When are you supposed to use standard deviation and when are you supposed to use standard error for z-stats?
Below is an example. Thanks in advance
An airline is concerned about passengers arriving too late at the airport to allow for the additional security measures. The airline collects survey data from 1,000 passengers on their time from arrival at the airport to reaching the boarding gate. The sample mean is 1 hour and 20 minutes, with a sample standard deviation of 30 minutes, and the distribution of arrival times is approximately normal. Based on this sample, how long prior to a flight should a passenger arrive at the airport to have a 95% probability of making it to the gate on time?
A) Two hours, thirty minutes. B) One hour, fifty minutes. C) Two hours, ten minutes.
Your answer: C was correct!
For a normal distribution, 95% of the probability is less than +1.65 standard deviations from the mean. We use the right-hand tail of the distribution because we are not concerned with passengers arriving too early, only arriving too late.
To have a 95% probability of arriving on time, the passenger should allow one hour and twenty minutes + 1.65 × 30 minutes = 80 minutes + 49.5 minutes = 129.5 minutes = 2 hours, 9.5 minutes.
Gekko11, I can see how the above question’s framing would tempt many to calculate the standard error (using the sample st. deviation and square root of sample size, which are both given).
However, you are simply being asked to use your knowledge of the normal distribution’s basic properties, specifically that 95% of observations lie below 1.65 standard deviations above the mean. You are not given the actual population parameters and instead are being asked to base your conclusion on the sample statistics (the sample mean and st. deviation).
Please note that standard error is used when building confidence intervals for the population mean, i.e. constructing a symetrical interval around the sample mean (1 hour and 20 mins) which contains the true population mean at a specified degree of confidence (e.g. 95%).
However, I hope you see that this is not what you are being asked about in this question and thus you should not be attempting to use standard error in you answer.
hey thanks for your response, but just to clarify:
I should only use the standard error when solving for a CI?
I was reading some other forums where some were suggesting that when that when the population std. deviation is known, use std deviation otherwise just use the standard error.
I came across some question where the population std. dev. was provided but they still used the standard error to calculate the z-test. This is what threw me off.
Use standard error (st. dev/square root of sample size) when asked to build a confidence interval which, with a stated degree of confidence, contains the true population mean.

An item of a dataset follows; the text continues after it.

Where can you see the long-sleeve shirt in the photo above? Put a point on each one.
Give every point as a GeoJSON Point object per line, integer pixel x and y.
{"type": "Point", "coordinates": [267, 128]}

Sometimes the question will give you the st. deviation (or variance) of the actual population, in which case you should use that in the standard error computation (st. deviation of the population/squre root of sample size).
However, on many occasions the population st.deviation will not be provided and you will be given the st. deviation of the sample instead. If that is the case, use it to compute the standard error (st. deviation of the sample/square root of sample size).
In both cases you are calculating the standard error but using different standard deviations to do so.
If we were interested in passengers arriving too early AND too late then we would be looking at two sides of the mean and we would use 1.96 as you stated,We use the right hand tail of the distribution because we are NOT concerned with passengers arriving too early,only arriving too late.